UW News

January 29, 2009

Talking about teaching, twice-monthly at the UW Club

Teaching is on the menu at the UW Club twice a month.


Members of the Teaching and Learning Consortium will host a table at the club from noon to 1:30 p.m. on the first Wednesday and Thursday of each month. The next discussions will be on Feb. 4 and 5. They invite anyone interested to stop by and chat.


“We sponsor a lot of workshops and other programs,” said consortium spokesperson Mary Pat Wenderoth. “But we thought, wouldn’t it be nice to have an informal opportunity to just talk about teaching.”


Wenderoth, a senior lecturer in biology, is co-chair of the Teaching Academy, one of 11 current members of the consortium. The group was formed two years ago after two of its member organizations inadvertently scheduled programs on the same day.


“Given the limited amount of time and resources we have, that seemed kind of foolish,” Wenderoth said, “so Gerry Baldasty (professor of communication and interim dean of the Graduate School) called on organizations concerned with teaching and learning to meet and try to coordinate what they do.”

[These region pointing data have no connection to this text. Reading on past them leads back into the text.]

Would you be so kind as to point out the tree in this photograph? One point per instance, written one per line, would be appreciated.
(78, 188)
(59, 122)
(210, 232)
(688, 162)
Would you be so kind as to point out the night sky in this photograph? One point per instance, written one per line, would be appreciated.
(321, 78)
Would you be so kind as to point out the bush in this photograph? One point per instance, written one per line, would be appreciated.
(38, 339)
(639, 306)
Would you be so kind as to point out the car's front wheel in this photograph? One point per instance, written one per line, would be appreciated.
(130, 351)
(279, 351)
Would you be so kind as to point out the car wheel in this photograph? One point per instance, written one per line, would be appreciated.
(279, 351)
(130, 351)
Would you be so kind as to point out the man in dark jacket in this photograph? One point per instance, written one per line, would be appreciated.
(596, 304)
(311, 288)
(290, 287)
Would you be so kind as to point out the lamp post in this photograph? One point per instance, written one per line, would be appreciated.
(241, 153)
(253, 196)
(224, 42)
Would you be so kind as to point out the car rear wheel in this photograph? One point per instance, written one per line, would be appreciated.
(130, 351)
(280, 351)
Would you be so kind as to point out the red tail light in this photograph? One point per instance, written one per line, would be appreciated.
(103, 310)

Teaching Tables are just the latest idea for the group, which presents workshops almost every week when classes are in session. The first Teaching Tables were held on Jan. 7, when Wenderoth and Janice DeCosmo associate dean of Undergraduate Academic Affairs, hosted. On Jan. 8, Wayne Jacobson, interim director of the Center for Instructional Development and Research; and Tom Lewis, director of Catalyst, hosted.

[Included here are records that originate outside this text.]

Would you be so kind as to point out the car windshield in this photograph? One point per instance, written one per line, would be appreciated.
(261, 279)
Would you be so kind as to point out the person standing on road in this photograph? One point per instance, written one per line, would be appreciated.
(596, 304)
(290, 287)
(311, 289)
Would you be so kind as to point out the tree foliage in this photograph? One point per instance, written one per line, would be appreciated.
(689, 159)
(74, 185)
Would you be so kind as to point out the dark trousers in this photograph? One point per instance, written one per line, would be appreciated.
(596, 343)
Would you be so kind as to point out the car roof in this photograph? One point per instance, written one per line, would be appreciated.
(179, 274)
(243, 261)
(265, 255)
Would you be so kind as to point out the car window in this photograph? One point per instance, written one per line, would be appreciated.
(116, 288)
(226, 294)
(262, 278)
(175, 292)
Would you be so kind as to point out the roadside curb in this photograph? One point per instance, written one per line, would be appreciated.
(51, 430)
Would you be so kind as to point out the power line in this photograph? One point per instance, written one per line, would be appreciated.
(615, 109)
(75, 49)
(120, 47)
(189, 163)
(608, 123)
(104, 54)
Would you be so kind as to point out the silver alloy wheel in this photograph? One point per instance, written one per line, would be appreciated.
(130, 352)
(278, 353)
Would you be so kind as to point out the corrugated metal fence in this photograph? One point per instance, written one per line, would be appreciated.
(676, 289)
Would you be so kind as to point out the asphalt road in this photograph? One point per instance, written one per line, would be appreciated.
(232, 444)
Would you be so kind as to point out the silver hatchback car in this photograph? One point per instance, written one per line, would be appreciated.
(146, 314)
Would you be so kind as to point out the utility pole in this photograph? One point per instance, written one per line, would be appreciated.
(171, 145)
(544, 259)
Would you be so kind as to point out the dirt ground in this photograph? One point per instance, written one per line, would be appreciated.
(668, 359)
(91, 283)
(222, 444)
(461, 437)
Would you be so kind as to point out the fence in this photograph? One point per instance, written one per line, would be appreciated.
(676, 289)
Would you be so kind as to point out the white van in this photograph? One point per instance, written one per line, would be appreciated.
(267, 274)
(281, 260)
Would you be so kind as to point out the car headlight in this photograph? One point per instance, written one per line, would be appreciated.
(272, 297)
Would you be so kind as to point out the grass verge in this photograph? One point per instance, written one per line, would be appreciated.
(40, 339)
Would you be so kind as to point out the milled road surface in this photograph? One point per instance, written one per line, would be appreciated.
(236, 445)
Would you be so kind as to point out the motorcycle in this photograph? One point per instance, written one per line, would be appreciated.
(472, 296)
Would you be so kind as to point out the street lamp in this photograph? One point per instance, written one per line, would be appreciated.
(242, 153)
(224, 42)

Celeste Berg joined Wenderoth and DeCosmo that first day. “I did not know about the teaching table,” Berg said. “I went to the Faculty Club [UW Club] for lunch, saw the table, chatted with Mary Pat Wenderoth about the group, and she invited me to join them.”


Berg said the conversation was wide-ranging, covering everything from mechanisms to create active, hands-on learning processes in large classes to ways to help undergraduates gain first-hand experience in science by working in a lab.

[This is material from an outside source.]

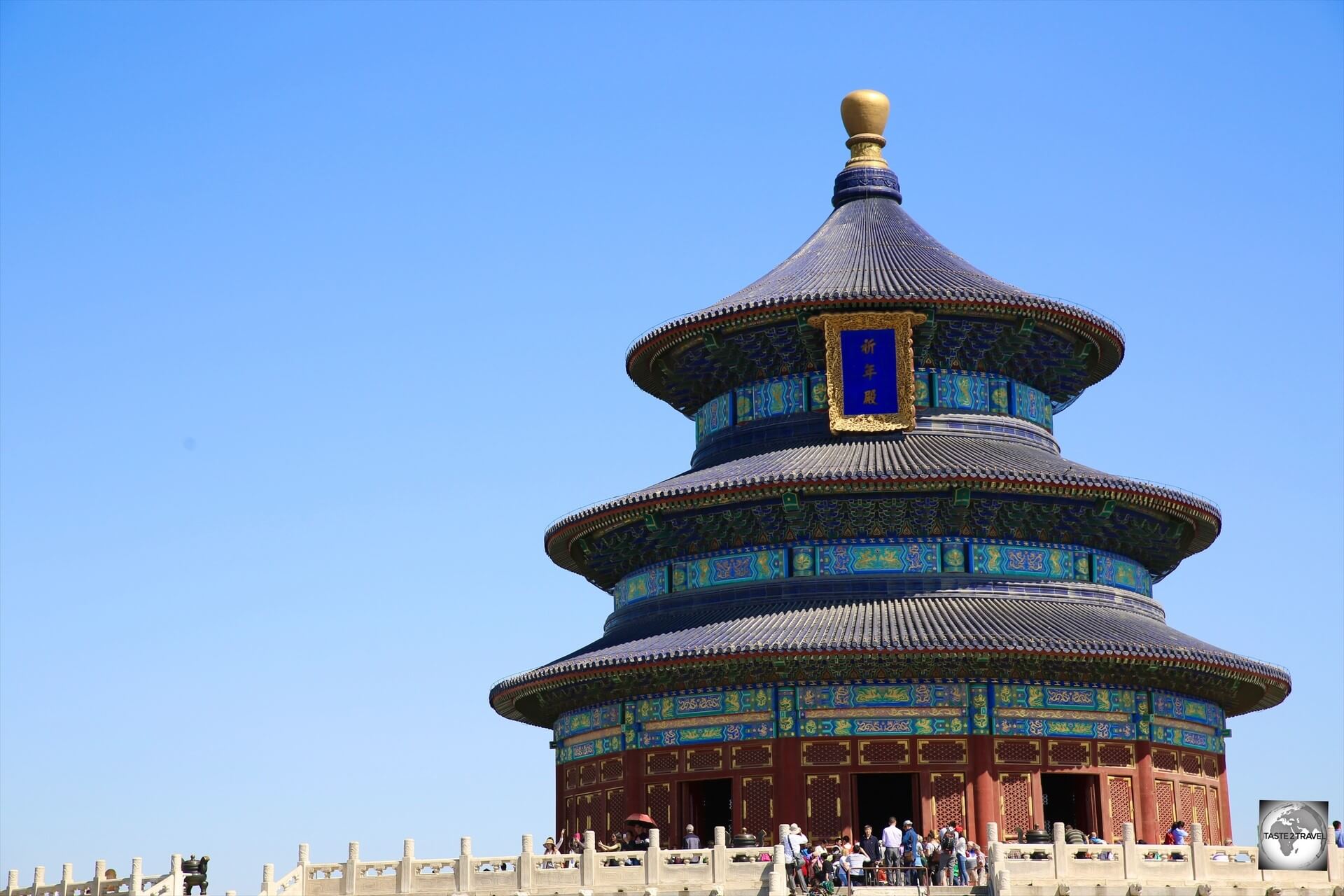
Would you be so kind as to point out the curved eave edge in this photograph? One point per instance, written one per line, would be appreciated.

“The discussion was extremely helpful to me,” Berg said, “especially regarding the undergraduate research review process.”


Not bad for something you just stumbled upon, which is pretty much what Wenderoth and her colleagues had hoped for. “Everybody has to eat, so we just thought, why not talk about teaching while you eat,” she said.


Berg was the only “customer” at the Teaching Tables last month, but Wenderoth said the consortium hasn’t yet publicized the program widely. They plan to send out e-mails to everyone who has attended one of their workshops, and she believes word of mouth will do the rest. The group is committed to hosting the tables through the end of the academic year.


“We have many workshops, but they’re always one-time shots,” Wenderoth said. “You come, you get excited, you have problems when you try to implement the idea and there’s nobody there to continue to support you. So the Teaching Tables are one way to try to continue that conversation.”


More information about the Teaching and Learning Consortium, including a list of its member organizations and the workshops offered this quarter, can be found here. You don’t have to be a member of the UW Club to visit the Teaching Tables. If you’re interested in attending but aren’t a member, contact Christine Sugatan, sugie@u.washington.edu.


Hosts for the February tables are Wenderoth and John Webster, director of writing, on Feb. 4 and John Sahr, associate dean, Undergraduate Academic Affairs and Jim Borgford-Parnell, assistant director, Center for Engineering Learning and Teaching, on Feb 5. They invite faculty to join them for a tasty serving of teaching.